Мы с Софико сидим на «палубе». Нам холодно, но мы не уходим. Как будто море нас не отпускает, как будто морю нужны зрители, как нужны зрители актерам.
За столом, как всегда, сидит писатель из Казани и смотрит на шахматную доску, словно доска эта волшебная и сквозь нее виден весь мир, в котором ежеминутно происходят какие-то изменения и поэтому нельзя его оставить без надзора.
Писатель один. Никто с ним не играет, всем надоело проигрывать. У него плоское лицо и узкие глаза. Из этих глаз, как сквозь щель в заборе, глядит всезнающее вечное существо, облачившее свой земной двойник в черный костюм из крепа, в желтые сандалеты и соломенную шляпу, всучившее ему в руки шахматную доску и обрекшее его на одиночество.
Я замерз и с удовольствием ушел бы отсюда, но Софико не собирается вставать. Она говорит о чем-то, а я думаю про свое: если завтра будет хорошая погода, поеду в Старые Гагры, посмотрю на лебедей, посижу на солнышке один… Тоскливо без солнца…
В парке все дорожки пронумерованы, туристы ходят группами, группами возвращаются к автобусам, ждущим у входа.
Когда выходишь из парка, попадаешь на пляж. Деревянные топчаны, пестрые тенты. Некоторые места огорожены, туда впускают по билетам. Топчаны и зонтики-грибы как раз там. Хочешь полежать или принять душ — покупай билет. На то и медицинский пляж. Лежишь все равно как в больнице под надзором медсестры. Как будто здесь другое солнце и не Черное море, а цхалтубские ванны.
Я убежден, что ребята меня ищут, а если знают, где я, с нетерпением ждут моего возвращения.
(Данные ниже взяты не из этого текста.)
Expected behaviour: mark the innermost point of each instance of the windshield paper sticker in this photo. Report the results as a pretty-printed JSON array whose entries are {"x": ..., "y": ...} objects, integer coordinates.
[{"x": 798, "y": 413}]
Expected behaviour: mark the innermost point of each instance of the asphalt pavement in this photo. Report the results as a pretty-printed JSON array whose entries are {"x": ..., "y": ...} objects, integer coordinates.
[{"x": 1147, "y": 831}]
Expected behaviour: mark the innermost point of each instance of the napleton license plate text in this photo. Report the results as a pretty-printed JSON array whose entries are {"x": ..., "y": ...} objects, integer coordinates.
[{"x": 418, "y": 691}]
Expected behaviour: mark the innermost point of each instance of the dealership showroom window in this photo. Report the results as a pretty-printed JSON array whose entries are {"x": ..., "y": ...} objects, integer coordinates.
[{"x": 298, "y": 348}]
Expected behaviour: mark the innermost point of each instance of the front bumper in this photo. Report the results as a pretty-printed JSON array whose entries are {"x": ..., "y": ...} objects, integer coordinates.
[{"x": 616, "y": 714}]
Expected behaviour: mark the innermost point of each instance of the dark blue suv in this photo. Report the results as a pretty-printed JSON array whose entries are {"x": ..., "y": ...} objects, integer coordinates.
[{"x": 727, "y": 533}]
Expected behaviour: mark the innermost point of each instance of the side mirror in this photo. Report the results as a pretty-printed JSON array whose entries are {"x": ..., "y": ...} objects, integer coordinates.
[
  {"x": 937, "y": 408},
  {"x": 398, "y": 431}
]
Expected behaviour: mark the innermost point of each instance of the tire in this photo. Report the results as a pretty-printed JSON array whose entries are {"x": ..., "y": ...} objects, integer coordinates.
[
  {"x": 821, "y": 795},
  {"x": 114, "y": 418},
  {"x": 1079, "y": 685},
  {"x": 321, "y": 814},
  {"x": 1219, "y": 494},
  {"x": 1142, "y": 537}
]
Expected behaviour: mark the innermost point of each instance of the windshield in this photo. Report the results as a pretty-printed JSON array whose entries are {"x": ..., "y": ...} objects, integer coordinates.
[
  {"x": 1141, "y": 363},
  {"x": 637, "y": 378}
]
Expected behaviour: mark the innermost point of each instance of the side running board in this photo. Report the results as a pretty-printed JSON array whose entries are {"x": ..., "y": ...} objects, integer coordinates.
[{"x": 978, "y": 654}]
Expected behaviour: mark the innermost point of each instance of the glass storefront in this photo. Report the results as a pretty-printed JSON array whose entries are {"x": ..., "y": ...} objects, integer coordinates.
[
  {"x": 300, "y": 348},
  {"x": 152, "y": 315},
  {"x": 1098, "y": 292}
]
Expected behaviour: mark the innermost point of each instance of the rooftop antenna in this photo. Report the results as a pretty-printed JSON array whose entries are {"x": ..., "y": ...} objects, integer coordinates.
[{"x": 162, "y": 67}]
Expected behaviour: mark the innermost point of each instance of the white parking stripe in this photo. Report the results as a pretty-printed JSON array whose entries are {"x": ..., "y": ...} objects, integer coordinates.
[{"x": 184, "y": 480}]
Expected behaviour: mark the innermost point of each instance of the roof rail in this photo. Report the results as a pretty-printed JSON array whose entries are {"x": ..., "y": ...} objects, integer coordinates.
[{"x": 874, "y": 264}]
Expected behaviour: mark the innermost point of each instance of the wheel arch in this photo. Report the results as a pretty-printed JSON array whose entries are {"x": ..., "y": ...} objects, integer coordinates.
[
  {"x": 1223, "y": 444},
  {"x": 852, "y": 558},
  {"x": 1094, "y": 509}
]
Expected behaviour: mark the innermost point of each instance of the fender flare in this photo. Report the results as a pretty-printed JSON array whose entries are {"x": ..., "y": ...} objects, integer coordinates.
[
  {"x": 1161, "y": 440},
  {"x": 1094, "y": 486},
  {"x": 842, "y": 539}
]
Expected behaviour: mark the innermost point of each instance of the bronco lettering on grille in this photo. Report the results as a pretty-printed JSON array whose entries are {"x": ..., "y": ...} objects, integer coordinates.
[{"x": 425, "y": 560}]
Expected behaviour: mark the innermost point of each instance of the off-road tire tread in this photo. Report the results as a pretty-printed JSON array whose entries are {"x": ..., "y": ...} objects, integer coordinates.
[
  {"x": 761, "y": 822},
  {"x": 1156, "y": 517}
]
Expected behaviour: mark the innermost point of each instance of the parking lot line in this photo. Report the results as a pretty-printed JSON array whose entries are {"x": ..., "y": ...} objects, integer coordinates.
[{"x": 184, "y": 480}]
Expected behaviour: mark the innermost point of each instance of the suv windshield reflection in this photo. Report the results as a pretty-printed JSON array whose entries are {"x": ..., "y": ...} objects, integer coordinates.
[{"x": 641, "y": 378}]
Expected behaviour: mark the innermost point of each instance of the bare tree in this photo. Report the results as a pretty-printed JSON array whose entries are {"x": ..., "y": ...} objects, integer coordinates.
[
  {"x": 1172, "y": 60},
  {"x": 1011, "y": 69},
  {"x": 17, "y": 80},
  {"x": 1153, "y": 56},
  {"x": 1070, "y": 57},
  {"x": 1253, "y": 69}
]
Каждый должен ходить по своей пронумерованной дорожке, и кто свернет в сторону — пусть пеняет на себя. В конце концов что ты пристал к этой тбилисской девчонке! Мало здесь женщин, что ли. Вместе — так вместе, если не хочешь быть с нами, оставайся со своей Софико и шепчись с ней сколько влезет…
Танцы устраивались через день. Из кинозала выносили стулья; включали магнитофон, и все, принарядившись, устремлялись на танцы, как олени на водопой.
Записи были старые: танго, фокстрот, вальс. Что-то было в этих мелодиях наивное и волнующее. Это походило на воспоминание о чем-то, навсегда потерянном. Это было как память о детстве: когда ты мал и делаешь то, что тебе запретили, — убегаешь в кино на вечерний сеанс, или пьешь на кухне остатки вина из бутылки, или рассматриваешь в книге непонятную, но явно неприличную картинку: пастух целуется с крестьянской девушкой у забора.